NEW YORK, United States, Jul 17 – Remember when you bought an expensive evening gown for an event, only to ever wear it once or twice? Or picked up a trendy T-shirt, only to leave it gathering dust in the closet?
Those days are over for more and more American women, who are embracing clothing rental services as a way to freshen up their wardrobes – but the growing sector could threaten the traditional fashion industry.
“Rental is the current buzzword in retail,” says Kayla Marci, a market analyst at research firm Edited.
Just a decade ago, clothing rentals were for special occasions. But the business has since transformed and is raking in $1 billion in sales worldwide, according to a study published in April by business consulting firm Grand View Research.
Cosmetics executive Jacqueline Jackson had her eureka moment when she realized that a monthly unlimited subscription for Rent The Runway, the leader in the American sector, would cost less than for her to rent one dress she wanted to wear to a wedding.
“It was just nice to have the option to have this kind of unlimited closet and be able to wear things that I wouldn’t be able to own necessarily because a lot of the items are pretty expensive,” said Jackson, a mother of two young children.

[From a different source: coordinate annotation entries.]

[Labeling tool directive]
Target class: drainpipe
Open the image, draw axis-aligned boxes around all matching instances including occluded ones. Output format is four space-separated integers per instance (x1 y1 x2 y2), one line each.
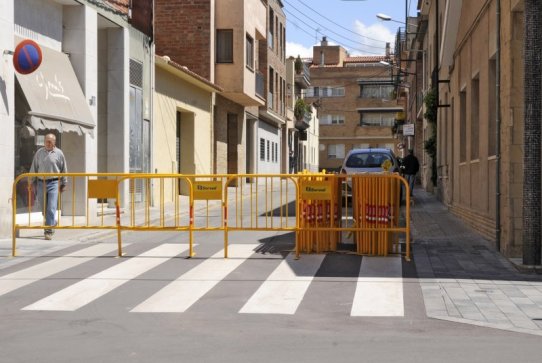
495 0 501 252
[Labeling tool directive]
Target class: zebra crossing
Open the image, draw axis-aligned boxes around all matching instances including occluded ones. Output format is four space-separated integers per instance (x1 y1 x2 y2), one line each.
0 243 405 317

“I don’t have any time to shop.”
Like many of its competitors, Rent The Runway (RTR) – which has more than 11,000 monthly subscribers – offers ready-to-wear pieces from luxury labels like Victoria Beckham, Proenza Schouler and Phillip Lim. Each item would cost several hundred dollars to buy.
For $89 a month, a subscriber can get four pieces at a time from the company, now valued at $1 billion. RTR also offers an unlimited subscription for $159 a month.
Seattle-based start-up Armoire, which already has several thousand subscribers, offers a plan at $149 a month.
Once a Rent The Runway client has worn an item and wants to swap it for something else, they can send it back via UPS or drop it off at a bricks-and-mortar store. The company handles cleaning.
Customers also have the option to buy the item at a reduced price.
“When you’re buying your own wardrobe, you think ‘What are the chances I would have to wear this thing? Am I going to get a lot of use out of it?’” Jackson says.
“So you tend to buy things that are more basic colors, not wanting to spend money on something that might be too trendy that you might only wear for one or two seasons. Here, you can wear the trendy things and even if you wear them one time, then it doesn’t matter.”
The various clothing rental platforms currently on offer, which only cater to women for the time being, process the data they receive from users about preferences and measurements.
They then use artificial intelligence to propose pieces they believe subscribers would want to wear.
“We’ll show her items that we know she’ll like but we can slowly push her outside her comfort zone and introduce items that she wouldn’t normally pick for herself, that she wouldn’t normally wear,” says Lili Morton, who is in charge of community development at Armoire.
A move away from ‘fast fashion’
The other trump card for clothing rental services is its sustainability and rejection of excessive consumption — themes that resonate for their clientele.
Swedish furniture giant IKEA is moving into furniture rental, a service already provided in the United States by start-up Fernish.
“I think people like the idea of buying less fast fashion, things that you buy and are good enough quality to wear for one season,” says Jackson.
“It’s nice to have less of that junk in your closet and spend money to wear quality clothes.”
According to several industry sources, most pieces are used about 15 times before they are taken out of rotation.
Armoire has reached a deal with non-profit organization Dress for Success, which offers free professional attire to women in need.
For some labels, rentals are providing a gateway to new customers. But more generally, it is offering competition to traditional ready-to-wear sales.
As the sector takes off, several platforms like Haverdash are launching low-cost options. Traditional brands like American Eagle, Ann Taylor and Urban Outfitters are following suit.
“These platforms are disrupting the fashion industry and changing the way we shop,” says Marci.
Since she subscribed to RTR, Jackson says she has bought fewer items and more basics.
“Renting is really like sharing. You’re not just buying, buying, buying,” she adds.